Budget

Addressing California’s Budget Shortfall

The Legislative Analyst’s office (LAO) has forecasted a budget shortfall of $25 billion for Fiscal 2023-24 even if a recession does not occur. A recession could trim revenues by an additional $30 billion to $50 billion. Since the state has general purpose reserves of only $23 billion, LAO recommends, and we agree, that the Legislature not dip into reserves to cover a pre-recession deficit:

Screenshot of excerpt from Legislative Analyst’s Office 2023-2024 California Budget Fiscal Outlook report. The excerpt reads: “Save Reserves for a Recession. The $25 billion budget problem in 2023-24 is roughly equivalent to the amount of general-purpose reserves that the Legislature could have available to allocate to General Fund programs ($23 billion). While our lower revenue estimates incorporate the risk of a recession, they do not reflect a recession scenario. Based on historical experience, should a recession occur soon, revenues could be $30 billion to $50 billion below our revenue outlook in the budget window. As such, we suggest the Legislature begin planning the 2023-24 budget without using general purpose reserves.”

Importantly, LAO also points out that its estimate “understates the actual budget problem in inflation-adjusted terms,” which means that maintenance of the current level of services would require additional spending. To preserve services, we agree with LAO’s recommendation that the Legislature pause or delay recent one-time or temporary augmentations and also encourage the Legislature to require state agencies, schools, colleges, universities and all other recipients of state funds to fully utilize federal healthcare benefits in place of state spending on healthcare for retired employees.

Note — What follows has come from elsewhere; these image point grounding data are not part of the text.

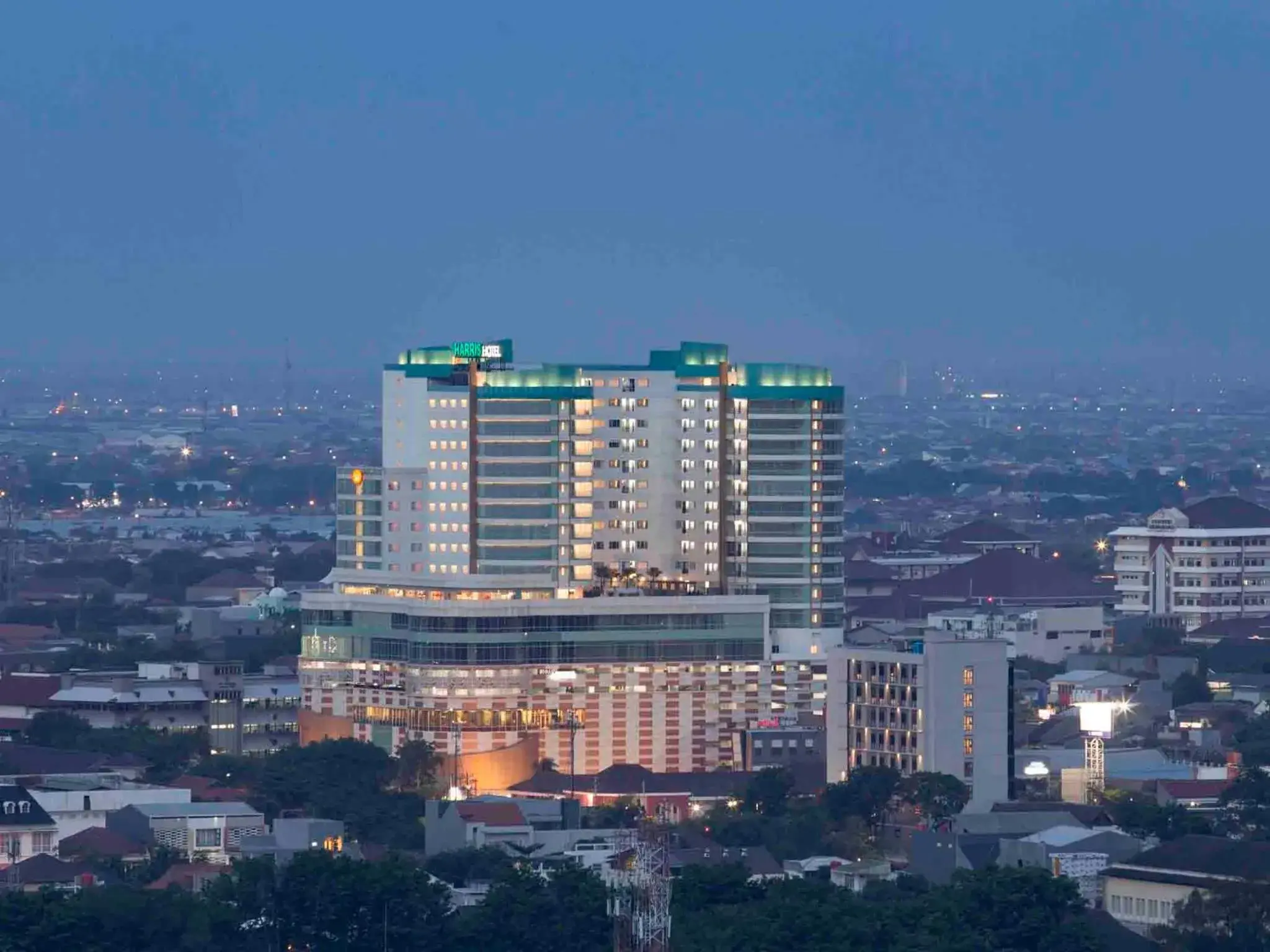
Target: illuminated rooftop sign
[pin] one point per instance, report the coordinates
(477, 351)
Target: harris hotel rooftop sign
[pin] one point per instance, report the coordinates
(477, 351)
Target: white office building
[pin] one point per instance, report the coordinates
(717, 477)
(936, 703)
(1207, 563)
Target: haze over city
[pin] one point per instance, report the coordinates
(574, 478)
(996, 186)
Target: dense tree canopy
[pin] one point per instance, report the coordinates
(167, 753)
(321, 902)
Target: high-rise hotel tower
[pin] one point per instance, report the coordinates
(721, 482)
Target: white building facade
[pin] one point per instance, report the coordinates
(718, 477)
(1046, 632)
(936, 703)
(1196, 564)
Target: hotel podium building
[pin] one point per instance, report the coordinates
(507, 496)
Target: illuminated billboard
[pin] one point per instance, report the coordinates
(1098, 718)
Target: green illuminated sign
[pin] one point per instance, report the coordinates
(477, 351)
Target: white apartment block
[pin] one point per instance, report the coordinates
(1207, 563)
(1046, 632)
(936, 703)
(722, 478)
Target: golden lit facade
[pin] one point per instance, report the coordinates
(664, 682)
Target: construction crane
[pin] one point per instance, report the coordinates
(641, 899)
(9, 545)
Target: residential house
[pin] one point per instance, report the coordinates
(47, 873)
(25, 828)
(986, 536)
(244, 714)
(1145, 891)
(474, 824)
(40, 765)
(23, 696)
(191, 878)
(1080, 687)
(78, 806)
(1203, 796)
(98, 843)
(229, 586)
(291, 835)
(208, 832)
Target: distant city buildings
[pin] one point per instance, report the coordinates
(243, 714)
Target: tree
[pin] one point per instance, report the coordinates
(936, 796)
(463, 867)
(527, 913)
(1228, 917)
(59, 729)
(1081, 560)
(769, 791)
(865, 794)
(346, 780)
(1253, 742)
(706, 886)
(623, 813)
(1191, 689)
(1141, 815)
(321, 901)
(1246, 805)
(417, 767)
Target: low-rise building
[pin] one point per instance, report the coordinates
(934, 702)
(1204, 564)
(243, 714)
(78, 806)
(986, 536)
(207, 832)
(1081, 687)
(1049, 633)
(291, 835)
(25, 828)
(47, 873)
(1145, 891)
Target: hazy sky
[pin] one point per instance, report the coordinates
(842, 182)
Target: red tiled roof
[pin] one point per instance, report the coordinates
(29, 690)
(1227, 513)
(492, 814)
(99, 842)
(229, 579)
(1194, 790)
(189, 875)
(205, 788)
(24, 633)
(984, 531)
(1005, 573)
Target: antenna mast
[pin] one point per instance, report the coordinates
(641, 902)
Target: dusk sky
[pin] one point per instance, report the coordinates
(831, 182)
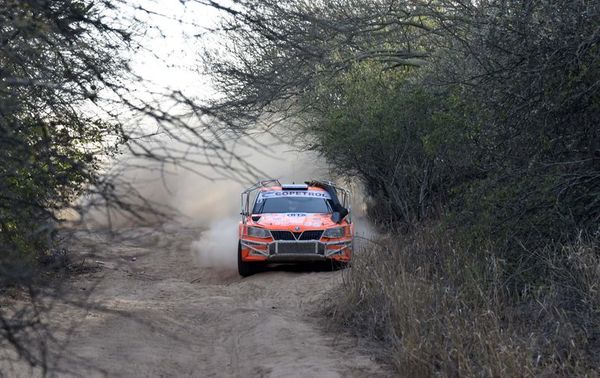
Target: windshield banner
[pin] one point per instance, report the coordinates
(292, 193)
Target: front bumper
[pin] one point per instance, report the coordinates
(297, 250)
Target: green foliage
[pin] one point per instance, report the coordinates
(401, 139)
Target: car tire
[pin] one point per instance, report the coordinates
(245, 269)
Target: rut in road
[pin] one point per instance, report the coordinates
(155, 313)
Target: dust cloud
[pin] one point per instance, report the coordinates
(216, 205)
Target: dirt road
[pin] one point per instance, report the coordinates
(156, 313)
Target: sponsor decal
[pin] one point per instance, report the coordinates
(292, 193)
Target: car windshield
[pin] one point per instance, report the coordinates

While now is not the time to add to reserves, a much larger general purpose reserve should remain a major objective for the Legislature. As Governor Newsom noted on page 264 of his last budget, a recession could trigger “an annual General Fund revenue loss in the range of $30 billion to $40 billion for several years.” (emphasis added). We remain supportive of efforts to permit larger deposits into reserves.